Dazu kommen nicht-sportliche Faktoren. Die Preise für einen Stadionbesuch in Dortmund sind inzwischen unglaublich,mit DK komme ich noch einigermaßen günstig rein, wenn Frau und Kind auch mitkommen sind wir inzwischen bei über 100€ mit Anfahrt und Verpflegung - für einen nicht mehr vorhandenen Wettbewerb. Die Spieler sind inzwischen kleine bzw. große Ich-AGs, die in einer abschotteten Blase keinen Kontakt mehr zur Umwelt haben. Das Training kann ich nur noch zu kurzfristig vorher angekündigten Terminen besuchen, Autogramme zu bekommen wird dabei auch schwierig. Ich kann mich noch an einen Saison in den frühen 90ern erinnern, in der die Mannschaft nach dem letzten Spieltag auf dem Vorplatz Nord gezapft hat. Untermalt wird das ganze immer mehr von Institutionen, Ländern und Personen, die Zugriff auf den Fußball haben, deren moralischer Kompass nicht mit meinem übereinstimmt.
Als Lösung habe ich für mich den Rückzug gefunden. Ja, die Dauerkarte habe ich immer noch, ich habe allerdings seit 2 Saisons keine Abos mehr. Die Bundesliga gibt es auf WDR2 und abends zusammen mit meinem Sohn die Sportschau. Wenn es mal Live-Fußball sein soll, besuchen wir die lokalen Landes- und Kreisligisten oder fahren mal zur Regional- oder 3. Liga. Auch da kann man schon guten Fußball sehen, die Eintrittspreise sind noch bezahlbar und Bier und Wurst schmecken auch.
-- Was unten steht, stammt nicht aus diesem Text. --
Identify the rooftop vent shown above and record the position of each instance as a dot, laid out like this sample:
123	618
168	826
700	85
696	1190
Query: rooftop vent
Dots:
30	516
Mit all dieser Entfernung von der Bundesliga, konnten mein Sohn und ich auch das Mainz-Spiel relativ schnell und gut verarbeiten. Wir haben nicht wie einige andere tagelang Trauer tragen müssen.
Ansonsten kann ich empfehlen, einfach mal bei anderen Sportarten reinzuschauen: Handball ist faszinierend, wir gehen gerne zum Eishockey und beide Sportarten sind alleine deshalb erfrischend anzusehen, weil die Sportler es schaffen, Entscheidungen der Schiris -und die sind auch nicht immer das Gelbe vom Ei- kommentarlos hinzunehmen und auf Schauspielerei und Diskussionen zu verzichten.